3 ways to reduce student distractions when studying online

4 min read
  • Phones & technology
  • Study skills & exam prep

Since the pandemic began, the time students spend online has significant increased, with recent studies showing that students spend an average of 7 hours per day on a screen for non-academic reasons. In the classroom, students are also spending more time online, with many schools implementing digital learning.

However, one major drawback to this shift is that more students are finding distractions online. A factor influencing this is students’ level of cognitive control and their ability to pay attention to the task at hand.

Let’s take a look at the role of cognitive control in learning, and tips to help students stay more on task when learning online…

The role of cognitive control in an online environment

We all have a limited attention capacity and can only focus on a few things at a time. When studying online, students might need to switch between different media outlets to find the information they need. To do this, students need to exhibit cognitive control, meaning they avoid distractions and focus on the task at hand.

Two factors that have been found to enhance students’ level of control are note taking and time pressure. Let’s take a look at what the study found…

What the research suggests

In this study, researchers asked 60 students to complete a task by finding the answers online. Those in the high time pressure condition were given 15 minutes to complete the tasks, and those in the low time pressure condition were given 30 minutes. Students were further divided into three groups, depending on the type of notetaking used:

  • Conventional notes – Students made notes without being given a specific structure.
  • Matrix notes – Students in this condition were given notes in a table format, with the topics in the column, and different categories to fill out in rows.
  • Note-free – This group did not need to take notes.

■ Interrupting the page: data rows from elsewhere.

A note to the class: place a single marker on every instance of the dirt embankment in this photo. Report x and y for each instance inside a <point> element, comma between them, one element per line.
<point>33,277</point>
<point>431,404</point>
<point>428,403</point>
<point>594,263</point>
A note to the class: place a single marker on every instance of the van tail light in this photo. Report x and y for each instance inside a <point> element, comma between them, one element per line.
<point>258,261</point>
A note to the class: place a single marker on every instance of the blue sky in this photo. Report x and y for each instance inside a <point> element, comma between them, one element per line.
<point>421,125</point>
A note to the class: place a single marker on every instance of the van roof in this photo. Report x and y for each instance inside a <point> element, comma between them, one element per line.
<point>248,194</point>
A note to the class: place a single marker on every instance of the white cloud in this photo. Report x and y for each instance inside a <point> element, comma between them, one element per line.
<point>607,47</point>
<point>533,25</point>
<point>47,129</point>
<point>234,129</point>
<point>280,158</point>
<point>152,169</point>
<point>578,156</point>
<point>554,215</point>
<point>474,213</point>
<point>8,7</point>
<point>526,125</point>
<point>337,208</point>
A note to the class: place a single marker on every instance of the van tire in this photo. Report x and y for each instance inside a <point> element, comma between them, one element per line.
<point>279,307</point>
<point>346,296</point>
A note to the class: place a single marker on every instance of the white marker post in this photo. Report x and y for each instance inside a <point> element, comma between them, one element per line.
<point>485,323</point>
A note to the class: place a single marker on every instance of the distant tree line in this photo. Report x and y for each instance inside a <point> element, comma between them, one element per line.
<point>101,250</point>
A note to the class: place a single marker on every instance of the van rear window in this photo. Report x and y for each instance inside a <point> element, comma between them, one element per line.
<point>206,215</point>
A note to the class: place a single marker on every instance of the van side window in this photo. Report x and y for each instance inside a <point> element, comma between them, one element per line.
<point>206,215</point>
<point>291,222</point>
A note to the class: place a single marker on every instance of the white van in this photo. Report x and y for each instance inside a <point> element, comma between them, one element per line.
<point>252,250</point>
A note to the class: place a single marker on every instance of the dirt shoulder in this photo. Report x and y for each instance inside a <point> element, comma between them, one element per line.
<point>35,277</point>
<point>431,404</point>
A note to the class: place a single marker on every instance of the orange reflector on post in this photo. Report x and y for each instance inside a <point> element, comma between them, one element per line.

Students were then given their set duration and their screen was recorded to measure the number of times they got distracted. The researchers found that:

  • Using high time-pressure reduced distractibility – The number and duration of irrelevant browsing dropped significantly when high time pressure was used.
  • Matrix note taking reduced irrelevant browsing – Students in the matrix condition had the lowest rate of irrelevant browsing and performed better than their peers.

Why is this? Well, a specific time constraint means that students are more motivated to finish the task knowing they can have free time soon after the task is completed. In terms of note taking, having matrix notes allows students to process the information on a deeper level and guides their attention to stay on task.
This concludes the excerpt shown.